Checking for null values in a map column in Hive (1.2.1, Hortonworks) interestingly returns a null pointer exception:
create table npe (m map); select count(*) from npe where m is null; Error: Error while compiling statement: FAILED: NullPointerException null (state=42000,code=40000)
The error happens at parsing time when Hive tries to estimate data size. From hiveserver2.log:
Caused by: java.lang.NullPointerException
at org.apache.hadoop.hive.ql.stats.StatsUtils.getSizeOfMap(StatsUtils.java:1096)
Interestingly, getting not null is fine:
select count(*) from npe where m is not null; -- returns 0
If you think like me, you will think ‘haha! not not null should work!’
select count(*) from npe where not m is not null; -- does not work
If you are smarter than me, you will have guessed before trying that Hive optimises the double negation away, and gives another NPE.

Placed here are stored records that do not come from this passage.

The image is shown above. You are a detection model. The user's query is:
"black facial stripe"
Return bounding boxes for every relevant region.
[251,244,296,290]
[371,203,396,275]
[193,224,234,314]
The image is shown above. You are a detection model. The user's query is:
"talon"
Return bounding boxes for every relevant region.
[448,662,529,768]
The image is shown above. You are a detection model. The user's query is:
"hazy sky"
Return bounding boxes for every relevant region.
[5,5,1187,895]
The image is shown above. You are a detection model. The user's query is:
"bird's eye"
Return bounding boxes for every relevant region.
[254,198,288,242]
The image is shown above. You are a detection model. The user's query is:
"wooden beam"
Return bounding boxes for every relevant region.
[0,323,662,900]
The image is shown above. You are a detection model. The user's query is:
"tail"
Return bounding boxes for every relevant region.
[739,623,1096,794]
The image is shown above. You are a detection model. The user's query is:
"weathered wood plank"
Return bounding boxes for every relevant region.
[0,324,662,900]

But going in this direction, we can still trick Hive by casting the boolean to int:
select count(*) from npe where int(m is not null)=0; -- works
This happens either without data either when there are real NULLs in the table. By real NULL I mean that a SELECT would show NULL, which happens only in the case where you add a column to an existing table. Indeed, you cannot yourself insert NULL into a complex column:
with a as (select null) insert into npe select * from a; Error: Error while compiling statement: FAILED: SemanticException [Error 10044]: Line 1:36 Cannot insert into target table because column number/types are different 'npe': Cannot convert column 0 from void to map. (state=42000,code=10044)
You have to create an empty map object:
with a as (select map(cast(null as bigint), cast(null as bigint))) insert into npe select * from a;
Then, of course, the empty map object is not (a real) NULL and if you want to look for null you have to fudge a bit, looking at the size of the map for instance:
select m, size(m), isnull(m) from npe;
+----+-----+--------+--+ | m | _c1 | _c2 | +----+-----+--------+--+ | {} | 0 | false | +----+-----+--------+--+